- Born: August 21, 1884 Bourne, Massachusetts, U.S.
- Died: November 21, 1970 (aged 86) Sands Point, New York, U.S.
- Awards: IEEE Edison Medal (1950)

= Otto B. Blackwell =

American electrical engineer (1884–1970)

Otto Bernard Blackwell (August 21, 1884 – November 21, 1970) was an American electrical engineer known for his pioneer contributions to the art of telephone transmission. He received the IEEE Edison Medal in 1950.
Mr. Blackwell held about two dozen patents in the telephone field.

He received a B.S. in electrical engineering from the Massachusetts Institute of Technology in 1906,
and joined the engineering department of American Telephone and Telegraph.
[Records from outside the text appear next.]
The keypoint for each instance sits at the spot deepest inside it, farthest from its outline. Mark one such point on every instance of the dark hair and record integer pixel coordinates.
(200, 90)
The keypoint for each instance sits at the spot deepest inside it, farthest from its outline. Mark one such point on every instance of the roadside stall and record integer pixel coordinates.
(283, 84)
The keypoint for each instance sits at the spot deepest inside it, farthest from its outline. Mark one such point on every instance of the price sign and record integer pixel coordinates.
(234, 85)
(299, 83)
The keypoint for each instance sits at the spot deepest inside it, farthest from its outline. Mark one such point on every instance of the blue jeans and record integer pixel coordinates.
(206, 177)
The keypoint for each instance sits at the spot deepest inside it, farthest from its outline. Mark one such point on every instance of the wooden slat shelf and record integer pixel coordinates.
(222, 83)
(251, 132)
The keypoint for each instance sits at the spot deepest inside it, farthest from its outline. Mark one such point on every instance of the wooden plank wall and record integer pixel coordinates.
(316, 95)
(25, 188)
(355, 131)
He worked in the Engineering Dept of ATT from 1906 to 1914, was a Transmission and Protection Engineer 1914-1919 a Transmission and Development Engineer 1919-1934.

Edwin H. Colpitts and Otto B. Blackwell published an important paper on carrier multiplex telephony and telegraphy in the Transactions of the AIEE in 1921. They summarized work on bandpass filters and vacuum-tube electronics, which had enabled a four-channel commercial system to be placed in operation between Baltimore, MD, and Pittsburgh, PA, in 1918.
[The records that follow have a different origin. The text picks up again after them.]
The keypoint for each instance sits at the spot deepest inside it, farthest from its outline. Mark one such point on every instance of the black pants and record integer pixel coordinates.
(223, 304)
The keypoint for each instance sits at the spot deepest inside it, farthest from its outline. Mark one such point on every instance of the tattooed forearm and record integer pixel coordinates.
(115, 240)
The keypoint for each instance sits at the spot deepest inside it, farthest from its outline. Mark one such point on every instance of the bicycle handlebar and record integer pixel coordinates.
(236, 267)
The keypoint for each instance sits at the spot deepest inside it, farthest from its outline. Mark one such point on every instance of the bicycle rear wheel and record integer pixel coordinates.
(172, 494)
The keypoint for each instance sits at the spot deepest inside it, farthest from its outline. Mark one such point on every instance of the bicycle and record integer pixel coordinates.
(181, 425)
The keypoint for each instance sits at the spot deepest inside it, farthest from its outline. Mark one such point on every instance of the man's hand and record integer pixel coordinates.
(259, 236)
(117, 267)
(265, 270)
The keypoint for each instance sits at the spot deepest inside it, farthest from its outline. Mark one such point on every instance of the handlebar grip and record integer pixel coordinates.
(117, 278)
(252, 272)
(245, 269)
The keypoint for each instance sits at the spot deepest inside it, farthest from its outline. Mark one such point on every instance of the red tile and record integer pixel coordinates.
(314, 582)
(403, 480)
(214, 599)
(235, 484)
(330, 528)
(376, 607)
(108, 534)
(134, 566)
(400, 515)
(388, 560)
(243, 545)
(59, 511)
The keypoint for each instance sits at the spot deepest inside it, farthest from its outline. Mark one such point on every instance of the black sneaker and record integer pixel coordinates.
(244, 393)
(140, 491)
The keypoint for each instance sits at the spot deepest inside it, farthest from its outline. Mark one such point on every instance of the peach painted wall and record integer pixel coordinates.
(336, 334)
He became vice president of Bell Laboratories,
and at retirement in 1949 he was an assistant vice president at American Telephone and Telegraph the parent company.

Otto B. Blackwell son of Edwin A Blackwell and Abbie (Walker) Blackwell was born in Bourne, Massachusetts; married Elsie Eldredge July 2, 1917 in Brooklyn, N.Y., and had a son Edwin Alston Blackwell and a daughter, Mrs. Anna Louise Wood of Plandome, New York, and three grandchildren.